Nachdem der beabsichtigte Bau der IT:U im Grüngürtel der Stadt schlussendlich am gemeinsamen Engagement einer Büger:inneninitiative und dem Einsatz Vieler gescheitert ist, gerät nun wieder ein wertvoller Grünraum in den Fokus. Aktuell wird der Bereich um das Biodiversitätszentrum als möglicher neuer Standort für die IT:U kolportiert. „Das ist zum einen ein besonders wertvoller Grünraum, wo seltene Pflanzen und auch besonders geschützte Tiere, wie der ‚Helle Wiesenknopf-Ameisenbläuling‘, vorkommen.
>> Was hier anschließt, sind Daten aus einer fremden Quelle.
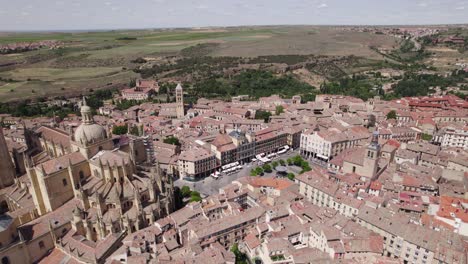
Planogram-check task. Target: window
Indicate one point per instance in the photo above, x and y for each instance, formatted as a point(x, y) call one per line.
point(5, 260)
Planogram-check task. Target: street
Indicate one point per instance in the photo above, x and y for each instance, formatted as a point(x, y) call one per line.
point(210, 185)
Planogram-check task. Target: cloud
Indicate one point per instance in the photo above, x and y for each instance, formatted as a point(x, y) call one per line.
point(322, 5)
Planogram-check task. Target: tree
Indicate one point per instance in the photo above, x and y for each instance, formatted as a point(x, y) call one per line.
point(135, 131)
point(259, 170)
point(391, 114)
point(241, 258)
point(185, 191)
point(426, 137)
point(172, 140)
point(195, 196)
point(267, 168)
point(274, 164)
point(132, 83)
point(265, 115)
point(119, 130)
point(279, 109)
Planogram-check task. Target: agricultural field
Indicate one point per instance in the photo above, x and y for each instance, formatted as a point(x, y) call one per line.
point(94, 60)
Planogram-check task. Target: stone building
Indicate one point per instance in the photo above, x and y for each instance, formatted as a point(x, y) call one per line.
point(7, 171)
point(180, 101)
point(90, 194)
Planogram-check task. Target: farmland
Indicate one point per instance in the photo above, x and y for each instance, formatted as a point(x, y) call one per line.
point(94, 60)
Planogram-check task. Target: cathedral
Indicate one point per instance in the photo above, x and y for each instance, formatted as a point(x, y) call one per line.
point(113, 189)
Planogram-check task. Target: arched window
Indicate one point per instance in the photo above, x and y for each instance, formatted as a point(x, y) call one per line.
point(5, 260)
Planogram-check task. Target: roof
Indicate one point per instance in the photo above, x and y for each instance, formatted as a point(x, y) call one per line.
point(60, 163)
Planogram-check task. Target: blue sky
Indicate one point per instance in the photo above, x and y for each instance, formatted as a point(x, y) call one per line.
point(110, 14)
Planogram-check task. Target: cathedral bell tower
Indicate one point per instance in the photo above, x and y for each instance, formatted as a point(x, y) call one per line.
point(7, 171)
point(180, 101)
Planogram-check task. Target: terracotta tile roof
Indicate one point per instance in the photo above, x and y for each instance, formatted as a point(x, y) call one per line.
point(60, 163)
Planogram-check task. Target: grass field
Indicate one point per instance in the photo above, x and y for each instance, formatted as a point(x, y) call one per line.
point(91, 60)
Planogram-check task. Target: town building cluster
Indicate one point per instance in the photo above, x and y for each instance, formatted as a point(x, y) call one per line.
point(387, 182)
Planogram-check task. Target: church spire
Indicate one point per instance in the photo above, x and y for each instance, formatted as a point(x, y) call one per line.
point(86, 112)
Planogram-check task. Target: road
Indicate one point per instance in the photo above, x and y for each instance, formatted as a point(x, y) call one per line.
point(209, 185)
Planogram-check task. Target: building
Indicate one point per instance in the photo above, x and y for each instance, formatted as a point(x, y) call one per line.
point(7, 176)
point(196, 163)
point(180, 110)
point(324, 145)
point(143, 90)
point(87, 199)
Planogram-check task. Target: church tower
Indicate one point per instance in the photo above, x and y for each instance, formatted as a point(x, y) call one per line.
point(180, 101)
point(372, 156)
point(7, 171)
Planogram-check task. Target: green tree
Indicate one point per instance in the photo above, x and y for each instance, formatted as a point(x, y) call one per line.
point(279, 109)
point(274, 164)
point(265, 115)
point(267, 168)
point(195, 196)
point(135, 131)
point(259, 170)
point(172, 140)
point(119, 130)
point(426, 137)
point(241, 258)
point(185, 191)
point(132, 82)
point(391, 114)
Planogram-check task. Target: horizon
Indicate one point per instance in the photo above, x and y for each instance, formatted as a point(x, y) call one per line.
point(84, 30)
point(73, 15)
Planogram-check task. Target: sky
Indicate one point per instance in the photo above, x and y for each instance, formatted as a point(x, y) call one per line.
point(24, 15)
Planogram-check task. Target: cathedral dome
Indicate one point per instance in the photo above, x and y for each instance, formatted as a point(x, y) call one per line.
point(88, 131)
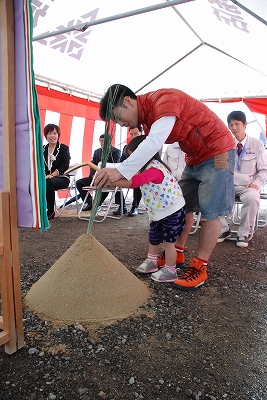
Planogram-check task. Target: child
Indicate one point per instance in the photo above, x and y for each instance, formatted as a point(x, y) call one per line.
point(165, 206)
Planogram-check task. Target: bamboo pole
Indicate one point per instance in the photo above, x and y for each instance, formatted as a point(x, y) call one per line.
point(9, 166)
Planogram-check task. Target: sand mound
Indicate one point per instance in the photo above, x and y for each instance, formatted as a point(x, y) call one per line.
point(87, 283)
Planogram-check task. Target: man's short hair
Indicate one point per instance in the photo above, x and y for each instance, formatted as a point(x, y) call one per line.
point(117, 93)
point(140, 128)
point(236, 116)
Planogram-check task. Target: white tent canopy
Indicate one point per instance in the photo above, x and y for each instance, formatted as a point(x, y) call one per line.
point(207, 48)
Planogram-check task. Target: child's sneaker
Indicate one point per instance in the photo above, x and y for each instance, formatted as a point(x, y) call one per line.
point(179, 258)
point(195, 276)
point(164, 275)
point(147, 267)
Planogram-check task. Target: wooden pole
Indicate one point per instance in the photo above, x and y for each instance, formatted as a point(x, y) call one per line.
point(9, 177)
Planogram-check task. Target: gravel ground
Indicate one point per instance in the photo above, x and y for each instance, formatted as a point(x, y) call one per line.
point(205, 344)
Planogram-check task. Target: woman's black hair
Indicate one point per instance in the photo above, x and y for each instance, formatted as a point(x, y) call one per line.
point(49, 128)
point(132, 146)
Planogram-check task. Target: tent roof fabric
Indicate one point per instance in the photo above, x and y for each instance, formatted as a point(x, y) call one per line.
point(208, 48)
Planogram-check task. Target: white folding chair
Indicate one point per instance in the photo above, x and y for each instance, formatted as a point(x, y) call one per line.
point(105, 208)
point(71, 188)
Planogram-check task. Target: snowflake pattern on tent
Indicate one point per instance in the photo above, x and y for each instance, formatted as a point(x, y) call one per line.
point(70, 43)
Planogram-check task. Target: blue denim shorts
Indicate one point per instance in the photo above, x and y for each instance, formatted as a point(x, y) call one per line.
point(208, 187)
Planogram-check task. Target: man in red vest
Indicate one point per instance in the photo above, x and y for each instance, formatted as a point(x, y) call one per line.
point(168, 116)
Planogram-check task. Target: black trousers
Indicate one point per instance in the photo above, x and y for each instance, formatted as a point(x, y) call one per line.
point(137, 195)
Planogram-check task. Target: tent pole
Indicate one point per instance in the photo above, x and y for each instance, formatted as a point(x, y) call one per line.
point(82, 27)
point(250, 12)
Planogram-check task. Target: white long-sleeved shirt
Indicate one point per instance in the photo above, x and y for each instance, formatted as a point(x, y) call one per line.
point(251, 166)
point(159, 132)
point(174, 157)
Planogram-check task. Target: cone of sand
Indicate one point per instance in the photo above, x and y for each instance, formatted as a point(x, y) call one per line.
point(87, 283)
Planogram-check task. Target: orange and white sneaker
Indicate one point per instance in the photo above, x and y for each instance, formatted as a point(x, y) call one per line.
point(195, 276)
point(179, 258)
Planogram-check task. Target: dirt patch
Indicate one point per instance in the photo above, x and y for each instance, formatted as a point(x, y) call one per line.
point(209, 343)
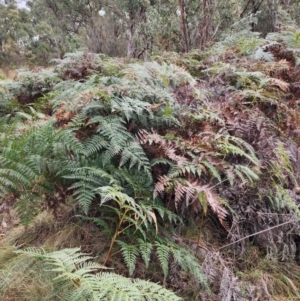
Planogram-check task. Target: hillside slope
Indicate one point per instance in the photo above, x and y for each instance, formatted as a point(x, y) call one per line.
point(183, 171)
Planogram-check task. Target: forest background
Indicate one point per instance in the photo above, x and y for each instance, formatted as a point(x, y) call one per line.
point(149, 150)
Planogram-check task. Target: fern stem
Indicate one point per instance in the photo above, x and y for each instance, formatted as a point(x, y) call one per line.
point(199, 233)
point(117, 232)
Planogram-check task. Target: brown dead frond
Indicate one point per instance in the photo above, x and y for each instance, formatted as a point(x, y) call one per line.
point(281, 84)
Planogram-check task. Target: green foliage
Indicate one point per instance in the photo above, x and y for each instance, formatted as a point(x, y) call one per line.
point(76, 277)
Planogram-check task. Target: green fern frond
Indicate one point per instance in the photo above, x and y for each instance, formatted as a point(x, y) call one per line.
point(75, 277)
point(163, 254)
point(145, 249)
point(130, 253)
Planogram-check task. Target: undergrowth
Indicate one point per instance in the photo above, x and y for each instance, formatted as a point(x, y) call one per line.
point(140, 153)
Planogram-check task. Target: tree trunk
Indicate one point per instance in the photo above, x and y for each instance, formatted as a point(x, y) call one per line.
point(130, 31)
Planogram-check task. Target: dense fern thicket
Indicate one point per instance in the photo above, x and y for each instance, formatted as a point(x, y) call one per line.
point(187, 165)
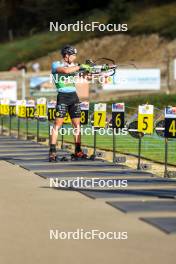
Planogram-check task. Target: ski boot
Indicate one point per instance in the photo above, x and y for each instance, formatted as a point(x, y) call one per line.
point(52, 156)
point(80, 155)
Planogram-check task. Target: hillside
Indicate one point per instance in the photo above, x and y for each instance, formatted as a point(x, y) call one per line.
point(139, 44)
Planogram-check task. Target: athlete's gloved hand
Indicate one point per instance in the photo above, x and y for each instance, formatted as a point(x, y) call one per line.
point(105, 67)
point(85, 67)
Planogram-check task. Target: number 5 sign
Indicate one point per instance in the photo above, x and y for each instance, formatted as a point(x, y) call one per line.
point(100, 115)
point(170, 122)
point(145, 119)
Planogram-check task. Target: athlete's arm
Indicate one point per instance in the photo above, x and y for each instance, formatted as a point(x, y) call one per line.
point(67, 70)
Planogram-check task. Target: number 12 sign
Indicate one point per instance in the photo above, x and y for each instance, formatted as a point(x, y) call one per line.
point(145, 118)
point(170, 122)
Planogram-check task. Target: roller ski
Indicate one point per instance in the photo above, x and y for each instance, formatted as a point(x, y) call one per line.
point(80, 155)
point(52, 156)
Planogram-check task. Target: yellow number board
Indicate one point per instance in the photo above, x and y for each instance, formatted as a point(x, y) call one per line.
point(5, 107)
point(41, 108)
point(145, 118)
point(21, 108)
point(170, 122)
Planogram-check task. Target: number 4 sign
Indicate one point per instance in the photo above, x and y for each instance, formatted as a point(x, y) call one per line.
point(100, 115)
point(145, 118)
point(170, 122)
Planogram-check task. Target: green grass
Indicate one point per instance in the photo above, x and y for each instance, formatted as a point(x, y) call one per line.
point(159, 19)
point(152, 146)
point(38, 45)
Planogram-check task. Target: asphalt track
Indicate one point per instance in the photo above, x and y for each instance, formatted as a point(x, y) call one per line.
point(148, 199)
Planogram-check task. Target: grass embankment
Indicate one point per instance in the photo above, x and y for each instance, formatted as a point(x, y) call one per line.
point(154, 19)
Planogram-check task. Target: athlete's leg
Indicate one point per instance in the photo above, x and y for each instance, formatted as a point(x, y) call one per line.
point(57, 124)
point(77, 136)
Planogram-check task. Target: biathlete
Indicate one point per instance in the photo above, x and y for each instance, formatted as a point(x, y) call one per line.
point(67, 99)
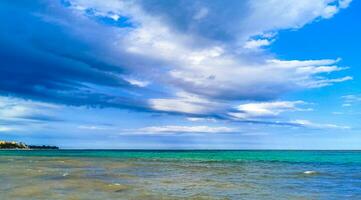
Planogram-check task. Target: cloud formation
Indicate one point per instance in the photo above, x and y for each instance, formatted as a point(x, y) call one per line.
point(185, 129)
point(140, 55)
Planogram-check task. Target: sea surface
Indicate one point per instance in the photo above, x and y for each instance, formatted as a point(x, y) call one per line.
point(127, 174)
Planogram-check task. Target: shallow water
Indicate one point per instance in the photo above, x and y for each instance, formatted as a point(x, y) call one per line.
point(96, 174)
Zum anderen scheint das Areal von seiner Lage her nicht besonders geeignet. Es ist räumlich eng begrenzt und bietet für die IT:U wenig Platz zur Entfaltung. Von der ursprünglichen geforderten Fläche für Betriebsansiedelungen für mögliche Kooperationspartner kann hier gar keine Rede sein. Die IT:U gehört in die Stadt und nicht auf die grüne Wiese“, ist Schobesberger überzeugt.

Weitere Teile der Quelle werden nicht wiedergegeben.